New York

Robert Kushner, Midnight in the Huntington Library Cactus Garden, 2014, oil, acrylic, and gold leaf on canvas, 9 × 11'.

Robert Kushner, Midnight in the Huntington Library Cactus Garden, 2014, oil, acrylic, and gold leaf on canvas, 9 × 11'.

Robert Kushner

Robert Kushner, Midnight in the Huntington Library Cactus Garden, 2014, oil, acrylic, and gold leaf on canvas, 9 × 11'.

Robert Kushner’s last exhibition at this gallery, in the winter of 2012–13, was austere by his standards, leaning heavily on a grisaille palette said to have been inspired by the spare black-and-white paintings of Willem de Kooning, so powerfully grouped in the retrospective at the Museum of Modern Art in New York the previous year. Between finishing those works and conceiving the recent show, Kushner visited a painter friend, respected and senior, who told him, “You’ve been doing the same thing too long. . . . Go more Baroque.” (He tells the story in a talk posted on the gallery’s website.) Taking the advice to heart, Kushner decided, like so many artists of the Baroque period, to paint cacti. Also an assortment of flowers from a garden in Maine, where he spent the summer of 2013. How a search for the Baroque led to the flowers of New England and the cacti of California (Kushner based his cactus paintings on memories of childhood visits to the Huntington Gardens in San Marino) is a question worth asking, but a better question may be to what extent these paintings and collages are the departure that Kushner was looking for.

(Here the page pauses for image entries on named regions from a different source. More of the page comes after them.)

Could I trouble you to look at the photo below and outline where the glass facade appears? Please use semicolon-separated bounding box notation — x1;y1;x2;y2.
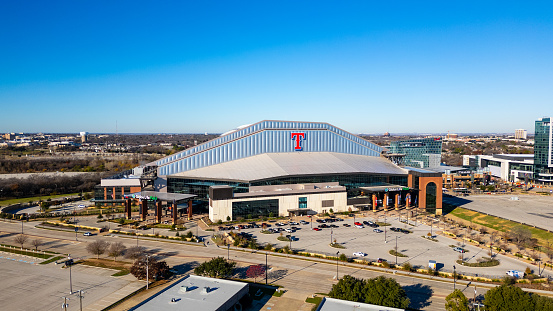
232;199;278;220
167;174;407;207
426;182;436;213
298;197;307;208
534;118;553;184
390;137;442;168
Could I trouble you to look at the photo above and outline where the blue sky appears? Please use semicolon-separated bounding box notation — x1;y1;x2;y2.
0;1;553;133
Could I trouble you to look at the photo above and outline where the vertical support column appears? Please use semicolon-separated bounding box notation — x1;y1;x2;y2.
125;198;132;219
140;200;148;221
172;200;178;225
156;200;161;223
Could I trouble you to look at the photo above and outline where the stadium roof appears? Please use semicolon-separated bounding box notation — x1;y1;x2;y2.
131;275;248;311
170;152;408;182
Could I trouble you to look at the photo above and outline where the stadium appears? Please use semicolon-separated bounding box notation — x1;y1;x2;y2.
95;121;442;221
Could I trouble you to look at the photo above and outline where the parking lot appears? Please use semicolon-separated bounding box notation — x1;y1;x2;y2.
218;212;540;277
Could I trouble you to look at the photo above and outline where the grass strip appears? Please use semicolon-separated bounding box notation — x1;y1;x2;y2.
451;207;553;245
0;247;52;259
40;256;65;265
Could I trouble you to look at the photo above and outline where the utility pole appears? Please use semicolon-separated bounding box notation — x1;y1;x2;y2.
61;297;69;311
336;251;340;281
77;289;83;311
66;254;73;295
453;266;457;290
146;255;150;289
384;211;388;243
396;235;397;266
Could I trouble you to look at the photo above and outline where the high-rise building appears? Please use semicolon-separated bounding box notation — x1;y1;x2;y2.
534;118;553;185
390;137;442;168
515;129;528;139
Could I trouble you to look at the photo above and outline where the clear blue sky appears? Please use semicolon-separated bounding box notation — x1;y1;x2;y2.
0;1;553;133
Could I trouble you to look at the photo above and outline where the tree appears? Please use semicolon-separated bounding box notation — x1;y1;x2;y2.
131;256;171;281
445;289;469;311
484;285;534;311
246;265;265;283
532;294;553;311
86;240;109;259
328;275;409;309
194;257;236;278
31;239;42;251
509;225;532;246
125;246;146;260
108;242;127;261
364;276;409;309
13;234;29;249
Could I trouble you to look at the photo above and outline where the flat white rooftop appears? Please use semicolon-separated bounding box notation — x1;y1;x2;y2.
131;275;248;311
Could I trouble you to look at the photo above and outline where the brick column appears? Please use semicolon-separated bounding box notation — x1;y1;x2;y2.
125;199;132;219
140;200;148;221
156;201;161;223
173;200;178;225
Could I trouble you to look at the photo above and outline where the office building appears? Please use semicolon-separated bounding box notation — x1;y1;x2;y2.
534;118;553;185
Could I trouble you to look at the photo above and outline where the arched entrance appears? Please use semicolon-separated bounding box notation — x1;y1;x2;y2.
425;182;437;213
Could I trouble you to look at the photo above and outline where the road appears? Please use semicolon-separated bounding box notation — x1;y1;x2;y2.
0;222;496;310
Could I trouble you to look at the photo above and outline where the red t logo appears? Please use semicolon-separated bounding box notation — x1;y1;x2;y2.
292;133;305;151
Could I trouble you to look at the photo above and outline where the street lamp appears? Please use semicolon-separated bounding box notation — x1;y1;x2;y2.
77;289;84;311
453;266;457;290
384;211;388;243
146;255;150;289
396;235;397;266
66;254;73;295
336;251;340;281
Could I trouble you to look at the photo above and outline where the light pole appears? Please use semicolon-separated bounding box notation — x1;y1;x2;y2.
146;255;150;289
336;251;340;281
396;235;397;266
77;289;83;311
61;297;69;311
384;211;388;243
67;254;73;295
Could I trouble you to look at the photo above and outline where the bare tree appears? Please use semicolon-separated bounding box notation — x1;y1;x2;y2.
86;240;109;259
31;239;43;251
125;246;146;260
13;234;29;249
108;242;127;261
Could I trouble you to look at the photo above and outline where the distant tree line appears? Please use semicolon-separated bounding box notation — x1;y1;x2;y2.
0;174;101;199
0;157;138;174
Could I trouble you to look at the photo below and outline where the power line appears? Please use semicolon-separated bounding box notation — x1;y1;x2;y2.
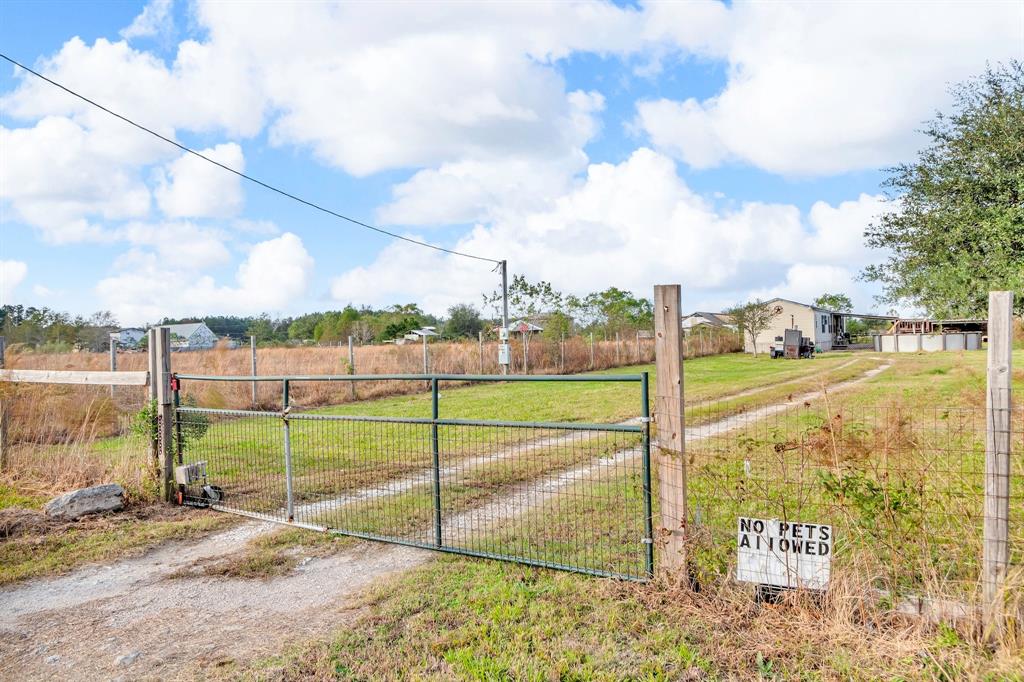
0;52;503;264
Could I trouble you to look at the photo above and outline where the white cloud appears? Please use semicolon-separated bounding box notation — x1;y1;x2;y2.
156;142;245;218
96;232;313;324
751;263;871;312
637;2;1024;175
0;260;29;305
113;221;231;270
121;0;173;40
0;116;159;244
331;148;879;312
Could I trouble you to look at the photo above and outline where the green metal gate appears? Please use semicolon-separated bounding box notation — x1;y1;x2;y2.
172;373;654;580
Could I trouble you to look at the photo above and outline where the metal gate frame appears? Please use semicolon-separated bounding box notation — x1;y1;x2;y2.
171;372;654;582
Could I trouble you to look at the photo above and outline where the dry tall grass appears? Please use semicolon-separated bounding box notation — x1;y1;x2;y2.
0;335;739;485
8;327;740;413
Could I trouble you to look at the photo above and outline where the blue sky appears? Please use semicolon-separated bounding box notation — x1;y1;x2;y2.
0;0;1024;324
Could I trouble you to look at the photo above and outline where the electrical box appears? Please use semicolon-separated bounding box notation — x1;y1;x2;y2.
174;462;206;485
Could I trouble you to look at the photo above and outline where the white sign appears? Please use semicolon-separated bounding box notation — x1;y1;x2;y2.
736;516;833;590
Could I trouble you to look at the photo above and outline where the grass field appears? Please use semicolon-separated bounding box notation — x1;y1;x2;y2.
224;352;1024;680
0;351;1024;680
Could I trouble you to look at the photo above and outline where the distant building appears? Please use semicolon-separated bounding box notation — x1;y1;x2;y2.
111;327;145;348
682;312;736;333
161;323;217;350
743;298;851;353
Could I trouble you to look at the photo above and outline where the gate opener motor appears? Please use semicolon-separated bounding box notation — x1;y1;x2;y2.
174;461;224;507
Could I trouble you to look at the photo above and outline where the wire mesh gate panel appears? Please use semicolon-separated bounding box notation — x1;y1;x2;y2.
173;374;653;580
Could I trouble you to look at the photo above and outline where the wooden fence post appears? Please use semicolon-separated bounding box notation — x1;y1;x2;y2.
249;336;257;408
145;327;160;471
0;336;7;471
982;291;1014;636
151;327;174;502
654;285;686;572
108;332;118;400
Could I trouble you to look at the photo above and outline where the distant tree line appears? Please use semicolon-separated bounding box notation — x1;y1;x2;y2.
0;305;118;352
6;275;653;351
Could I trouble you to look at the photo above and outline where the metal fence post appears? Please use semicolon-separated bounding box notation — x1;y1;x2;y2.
249;336;256;407
108;332;118;399
430;378;443;547
281;379;295;523
151;327;175;502
348;336;355;400
981;291;1014;637
640;372;654;578
654;285;687;572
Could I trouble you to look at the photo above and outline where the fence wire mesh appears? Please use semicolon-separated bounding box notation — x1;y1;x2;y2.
175;375;653;580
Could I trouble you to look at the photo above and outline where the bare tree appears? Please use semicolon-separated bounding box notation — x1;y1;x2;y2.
725;298;778;357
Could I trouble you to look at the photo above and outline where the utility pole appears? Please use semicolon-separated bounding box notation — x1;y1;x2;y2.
499;260;511;374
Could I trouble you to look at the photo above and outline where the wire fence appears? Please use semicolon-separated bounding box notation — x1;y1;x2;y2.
686;393;1024;601
174;375;653;580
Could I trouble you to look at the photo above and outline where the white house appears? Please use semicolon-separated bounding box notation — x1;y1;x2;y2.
111;327;145;348
743;298;846;353
161;323;217;350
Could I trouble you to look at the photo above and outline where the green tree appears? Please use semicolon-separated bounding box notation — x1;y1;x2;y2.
725;298;778;357
443;303;483;339
814;294;853;312
862;60;1024;317
483;274;563;322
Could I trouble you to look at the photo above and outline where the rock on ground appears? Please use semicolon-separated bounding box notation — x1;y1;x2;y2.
44;483;125;520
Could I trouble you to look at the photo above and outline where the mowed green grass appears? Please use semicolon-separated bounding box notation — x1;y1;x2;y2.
228;352;1024;680
169;354;878;512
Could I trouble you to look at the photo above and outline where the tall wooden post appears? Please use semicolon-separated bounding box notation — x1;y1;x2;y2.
476;329;483;374
249;336;257;408
654;285;686;572
153;327;174;502
108;332;118;399
0;336;7;471
981;291;1014;636
145;327;160;471
348;336;355;400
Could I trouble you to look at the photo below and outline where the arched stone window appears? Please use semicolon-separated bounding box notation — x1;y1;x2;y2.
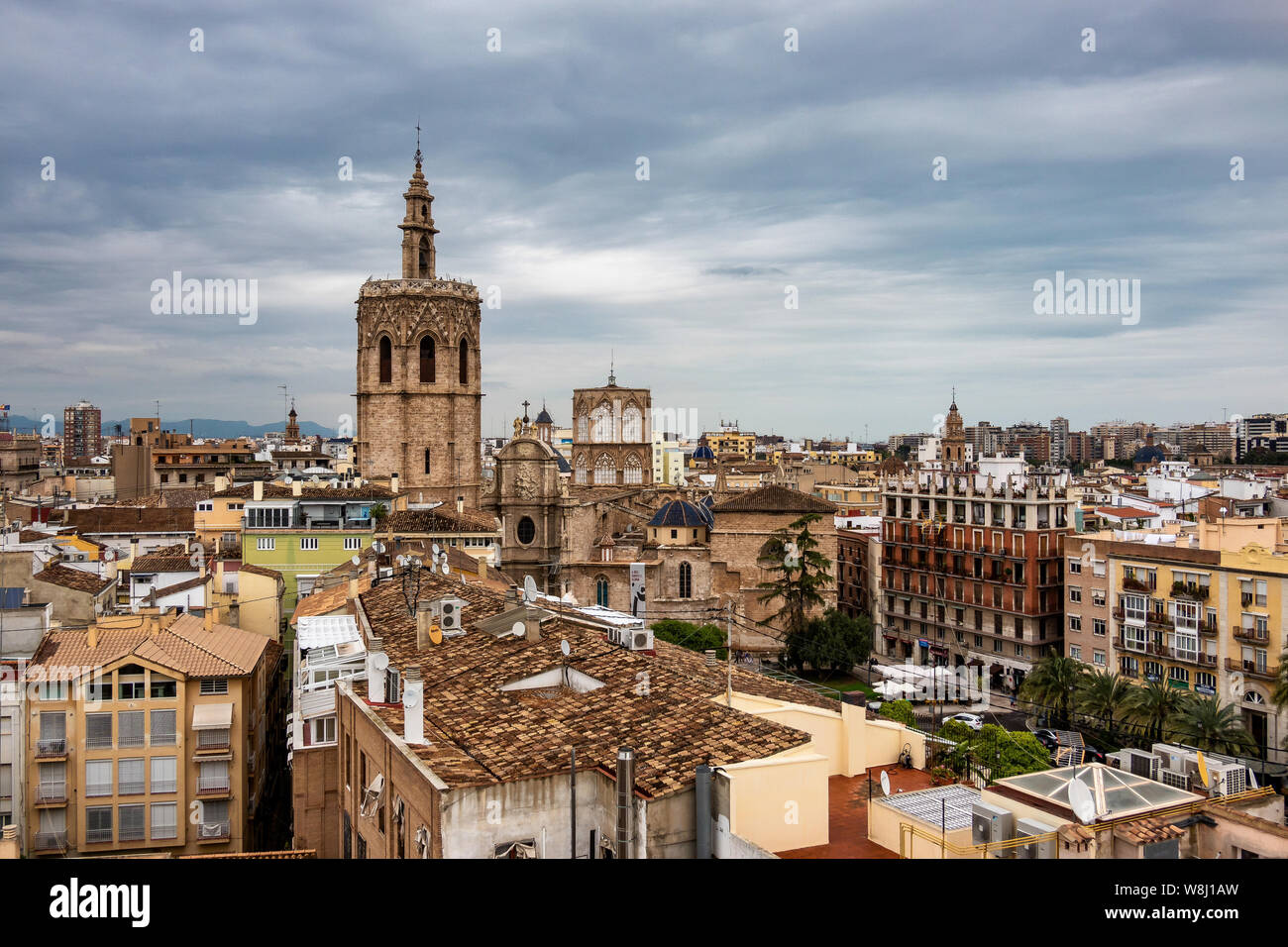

I’m not sure they are; if anything, the relatively somber paintings in the previous show seemed more of a break, in color and mood if not in structure and approach. Even so, I found the current show totally seductive, but then I usually do with Kushner. A perennial painter of flowers, he often works with a literal floridity—an excess, a superfluity, an overheatedness—that is surely what his friend was thinking of when she told him to go for Baroque. The ungainly accumulations of quite different artists such as Dale Chihuly and Nancy Rubins, though, actually seem to me closer to the Baroque than Kushner’s work does: Whereas they want to swamp the senses, to overpower, he combines his abundances and indulgences with a fundamental rigor. In the same talk on the website, Kushner flaunts his indifference to Cubism (“I don’t really care!”) but also his love of the collages of Kurt Schwitters, which, of course, owe Cubism a large debt. In a similar disjunction, Kushner’s work, too, harks back to the grids of Cubism and other branches of early modernism: He began most of the works here with a set of horizontal bands, grounds for his renderings of flowers, that he later complemented with vertical ones. Needless to say, as a principal in the Pattern and Decoration movement of the 1970s, Kushner won’t take his modernism unadulterated: His bands and bars owe as much to the repeat patterns of textiles and the scrolls and screens of Asian art as to Cubism and the Bauhaus. But either way, these are stable, rooted compositions, whose luxuriance is mostly balanced out.

The luxuriance comes not just in the floral imagery itself—in this show, besides the exotic succulents, workaday but beautiful plants such as phlox, quince, and black-eyed Susans—but in the inventive variance of Kushner’s treatment of it. Paints may be thin or solid, wet and foamy or dry, rich or delicate, fluid or flat or glossy, and are offset by panels of gold leaf or occasionally of silvery palladium. Petals may be solid colors or transparent outlines, taking their color from the painted ground behind them, or may carry the color of one such ground into an area where they overlap another. In the standout work, the triptych Midnight in the Huntington Library Cactus Garden, 2014, the central cactus form has neither outline nor solidity, being described only by an evenly distributed collection of creamy, starburst-like spikes. Yet this ghostly presence is simultaneously a bulging phallic form—a witty summation, perhaps, of the kind of regeneration Kushner was looking for in going Baroque.